To further check out this function, we un-hide the min and max columns of the table by right-clicking on the table's column headers. When we do this, we see that this function was called about 134 million times, but the total, min, max times show that each individual call took only a few microseconds to execute. Since PPW generally has a fixed amount of work added to each function call, this function was heavily penalized with extra overhead. Ouch!

This ‘rand1c_is’ function is only used in initialization, so we're not really interested in its performance. We could recompile our code without using the --inst-functions flag, but this would mean we'd lose all function-level data, which is too restrictive. Instead, we can make use of some ‘#pragma’s offered by the GASP interface to ask the compiler to avoid instrumenting this particular function. Find the ‘rand1c_is’ function, then add

     #pragma pupc off

before the function body definition (somewhere around line 295) and

     #pragma pupc on

just after the end of the function (somewhere around line 361). The next time we run our IS benchmark, we will avoid getting performance information for this function, even if we compile with --inst-functions.
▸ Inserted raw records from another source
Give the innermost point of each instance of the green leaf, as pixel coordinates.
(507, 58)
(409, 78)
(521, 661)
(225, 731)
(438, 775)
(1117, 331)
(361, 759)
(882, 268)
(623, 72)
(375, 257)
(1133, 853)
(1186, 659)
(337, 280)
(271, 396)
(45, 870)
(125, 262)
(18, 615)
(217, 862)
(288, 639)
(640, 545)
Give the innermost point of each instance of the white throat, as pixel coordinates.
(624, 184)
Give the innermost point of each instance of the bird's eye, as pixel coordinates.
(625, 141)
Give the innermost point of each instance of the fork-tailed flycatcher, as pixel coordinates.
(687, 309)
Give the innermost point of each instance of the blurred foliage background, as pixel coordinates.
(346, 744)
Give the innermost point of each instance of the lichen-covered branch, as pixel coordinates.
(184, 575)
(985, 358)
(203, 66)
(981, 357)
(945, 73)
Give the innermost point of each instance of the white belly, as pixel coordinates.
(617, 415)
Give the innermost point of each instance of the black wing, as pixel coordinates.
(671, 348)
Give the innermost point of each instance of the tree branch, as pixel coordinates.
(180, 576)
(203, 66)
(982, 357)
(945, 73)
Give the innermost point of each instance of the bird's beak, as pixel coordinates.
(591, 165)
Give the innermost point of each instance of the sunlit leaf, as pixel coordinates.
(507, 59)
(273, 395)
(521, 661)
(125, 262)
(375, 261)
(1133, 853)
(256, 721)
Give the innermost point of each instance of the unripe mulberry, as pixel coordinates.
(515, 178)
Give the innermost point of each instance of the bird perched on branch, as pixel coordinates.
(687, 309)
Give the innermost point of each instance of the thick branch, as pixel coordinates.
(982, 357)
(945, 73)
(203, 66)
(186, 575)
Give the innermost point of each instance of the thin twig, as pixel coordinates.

Looking for more things to cut out, from Figure 3.1 we see that the ‘create_seq’ function takes up a significant percentage of overall execution time, but is unrelated to the core integer sort algorithm. We need a way for PPW to pretend that time spent executing this particular function never happened in the first place. In other words, we want PPW to subtract out the time spent in this function when displaying performance data. The GASP interface comes to the rescue here again, by providing a simple API for disabling measurement during your program's execution. To do this, we add a special include to the top of the IS source code file is.c:

     #include <pupc.h>

Then we add calls to ‘pupc_control’ around the part of the code that calls ‘create_seq’:

     /*  Generate random number sequence and subsequent keys on all procs */
     pupc_control(0);
     create_seq( find_my_seed(
        MYTHREAD,
     	 THREADS,
        4*TOTAL_KEYS,
        314159265.00,      /* Random number gen seed */
        1220703125.00 ),   /* Random number gen mult */
        1220703125.00 );   /* Random number gen mult */
     pupc_control(1);

The next time we run our benchmark, PPW will avoid capturing performance information for the ‘pupc_control’ function, and will subtract out time spent executing that code from the ‘main’ function's totals. You'll probably want to place similar statements around calls to the calls to the ‘full_verify’ function, too.

Keep in mind that while the ‘#pragma’ and ‘pupc_control’ techniques achieve similar results, they perform different functions. The ‘#pragma pupc’s instruct the compiler to avoid instrumenting particular sections of your code, while the ‘pupc_control’ API calls do not affect instrumentation but turn the measurement code on and off at runtime. If you're looking to reduce overhead, use the ‘#pragma pupc’ directives, but if you're looking to ignore parts of your application, use the ‘pupc_control’ API calls.